Introduction Amyotrophic lateral sclerosis (ALS) is the most common motor neurone disease. It occurs in two forms: (1) familial cases, for which several genes have been identified and (2) sporadic cases, for which various hypotheses have been formulated. Notably, the β-N-methylamino-L-alanine (L-BMAA) toxin has been postulated to be involved in the occurrence of sporadic ALS. The objective of the French BMAALS programme is to study the putative link between L-BMAA and ALS.

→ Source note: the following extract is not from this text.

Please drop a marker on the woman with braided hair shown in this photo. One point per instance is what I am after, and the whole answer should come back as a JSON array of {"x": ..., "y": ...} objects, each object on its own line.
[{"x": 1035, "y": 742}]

Methods and analysis The programme covers the period from 1 January 2003 to 31 December 2011. Using multiple sources of ascertainment, all the incident ALS cases diagnosed during this period in the area under study (10 counties spread over three French regions) were collected. First, the standardised incidence ratio will be calculated for each municipality under concern. Then, by applying spatial clustering techniques, overincidence and underincidence zones of ALS will be sought. A case–control study, in the subpopulation living in the identified areas, will gather information about patients’ occupations, leisure activities and lifestyle habits in order to assess potential risk factors to which they are or have been exposed. Specimens of drinking water, food and biological material (brain tissue) will be examined to assess the presence of L-BMAA in the environment and tissues of ALS cases and controls.
Ethics and dissemination The study has been reviewed and approved by the French ethical committee of the CPP SOOM IV (Comité de Protection des Personnes Sud-Ouest & Outre-Mer IV). The results will be published in peer-reviewed journals and presented at national and international conferences.